2012-01-27 01:49:56 PM
Lenny Kravitz sucks yuppy dick
 
2012-01-27 01:51:17 PM
gilgigamesh: downstairs: The creepiest thing I've ever seen was when I got all-access passes to Voodoo Fest. Lenny was playing (I didn't care to see his act), so I went to the backstage area. There was a cake made to look like Lenny's head. Creepy as hell.

/Was drunk as hell
//Free booze
///csb

I played at Voodoo fest this past year, the day Soundgarden played. Backstage open bar all day; yeegads. We played in the afternoon; by the time soundgarden came on I was practically crawling.

Voodoo treats its artists much better than does Jazzfest. At least the unknown plebs like my band. Another reason to tell Quint Davis to get bent.


I'm not in a band, just friends with one that played in 2009, so they hooked me up. Absolutely, though. And they've yet to play Jazz Fest, so I've never been back stage there.

Absolutely, though... VooDoo's amenities are amazing. Even for friends of the band.
 
2012-01-27 01:52:07 PM
grinding_journalist: TheOtherGuy: Lenny can get on my nerves after a while, but everyone's ears are different, and there really is no accounting for taste.

That said, the dude's got a serious point about brass, at least. Listen to your favorites from the "classic rock" era and then listen to modern radio. What vanished (other than talent)? Brass. Damned if I know why.

Care to list some examples? I've skipped through a few tracks and artists that I consider classic, and came up with the following:

Aerosmith - Dude Looks like a Lady
Cake - loves brass

AC/DC, Led Zep, Floyd (unless you count sax), Dylan, Boston, Creedence, Dire Straits (again, sax), Eagles, and I'm sure it goes on, but I'm stopping scrolling here- I can't think of a single track with a horn part.
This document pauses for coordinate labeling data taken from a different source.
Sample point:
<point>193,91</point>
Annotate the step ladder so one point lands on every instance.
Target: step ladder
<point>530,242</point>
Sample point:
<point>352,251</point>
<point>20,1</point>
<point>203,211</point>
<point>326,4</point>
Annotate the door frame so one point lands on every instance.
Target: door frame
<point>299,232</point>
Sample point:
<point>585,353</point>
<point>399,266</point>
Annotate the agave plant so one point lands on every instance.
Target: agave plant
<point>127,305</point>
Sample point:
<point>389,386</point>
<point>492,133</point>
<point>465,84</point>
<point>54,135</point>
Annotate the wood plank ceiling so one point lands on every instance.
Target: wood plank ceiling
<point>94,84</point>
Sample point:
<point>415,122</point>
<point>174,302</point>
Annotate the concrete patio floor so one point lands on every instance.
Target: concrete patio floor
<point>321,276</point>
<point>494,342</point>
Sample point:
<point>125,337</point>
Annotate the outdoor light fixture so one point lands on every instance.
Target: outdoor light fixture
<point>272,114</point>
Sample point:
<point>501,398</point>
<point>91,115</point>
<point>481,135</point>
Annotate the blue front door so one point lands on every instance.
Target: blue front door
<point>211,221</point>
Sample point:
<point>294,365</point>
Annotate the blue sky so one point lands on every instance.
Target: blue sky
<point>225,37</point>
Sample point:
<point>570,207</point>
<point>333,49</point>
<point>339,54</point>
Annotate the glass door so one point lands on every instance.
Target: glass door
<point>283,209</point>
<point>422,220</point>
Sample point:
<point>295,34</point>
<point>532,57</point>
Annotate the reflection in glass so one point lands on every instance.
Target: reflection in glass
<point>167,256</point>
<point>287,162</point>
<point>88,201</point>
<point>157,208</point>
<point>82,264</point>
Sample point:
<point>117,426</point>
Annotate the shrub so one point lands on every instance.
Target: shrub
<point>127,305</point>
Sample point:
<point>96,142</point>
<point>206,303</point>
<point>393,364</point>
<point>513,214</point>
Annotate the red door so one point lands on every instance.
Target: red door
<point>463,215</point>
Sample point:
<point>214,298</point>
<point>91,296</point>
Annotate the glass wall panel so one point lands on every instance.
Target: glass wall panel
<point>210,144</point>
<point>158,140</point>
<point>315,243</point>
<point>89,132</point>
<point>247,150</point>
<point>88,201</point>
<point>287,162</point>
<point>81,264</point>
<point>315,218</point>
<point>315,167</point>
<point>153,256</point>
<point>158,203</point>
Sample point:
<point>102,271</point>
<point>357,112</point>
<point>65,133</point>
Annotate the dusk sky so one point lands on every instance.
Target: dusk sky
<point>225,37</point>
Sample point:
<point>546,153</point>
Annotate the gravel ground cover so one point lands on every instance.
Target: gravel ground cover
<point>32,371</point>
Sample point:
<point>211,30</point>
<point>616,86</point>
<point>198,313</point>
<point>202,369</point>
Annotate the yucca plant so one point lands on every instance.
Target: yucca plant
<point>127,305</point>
Maybe my library is anemic, or I can't think right now cuz I'm at work, but to what are you referring? Not snarking, honestly curious.

I know it was big with larger instrumental groups in the late 70s and early 80s, and rock groups occasionally will throw a few notes or phrases in there, but can't specifically recall groups that frequently use them that I'd regard as "classics".


I see that Gilgamesh has answered this almost letter-perfect to what I was going to respond. Well done, sir.
 
2012-01-27 01:52:42 PM
People still listen to radio for music?
 
2012-01-27 01:54:47 PM
Well at least they listed him above "Puppet Show" this time. Glass half full and all.
 
2012-01-27 01:56:06 PM
Brass (except for solo instruments) has been for the most part, replaced by synthesiser.
It's still almost impossible to successfully emulate a sax solo with a synth, though.
 
2012-01-27 01:57:42 PM
Rann Xerox: People still listen to radio for music?

Actually, yes. A lot of people still do.
 
2012-01-27 01:58:07 PM
gilgigamesh: Seriously, I've seen him play since he was a little kid. He mastered circular breathing probably before he even hit puberty.

Most horn players play their whole lives and can't get this technique down.


Amateur bass clarinet player here, but I taught myself circular breathing in ten minutes. The fundamentals are the same for any wind instrument. The reason why most musicians don't "get this technique down" is due to lack of need, not the difficulty in skill. It's a skill with a lot of overhead practice for little obvious effect; it's more worked into a piece than part of the piece itself. So while circular breathing by itself is really easy, working it into a piece makes the piece harder, much harder, so the effort needs a payoff. If the technique doesn't make you a better performer, and in most cases circular breathing doesn't, it's not worth it. Pros have enough things to learn without deliberately making things more involved. On the flip side, any amateur can master the technique just from daily routine practice but that's not evidence they're gifted.

It's a neat trick, and anyone aspiring to be a solo flautist ought to at least grow comfortable using it, but trying to find uses for circular breathing is like trying to fix everything around the house with your favorite screwdriver. Some people use circular breathing all the time, but it's as much a matter of piece selection as skill. There are enough pieces soloists can perform in a full career without having to pick one that requires circular breathing, and just because a piece is technically challenging doesn't mean people will want to hear it.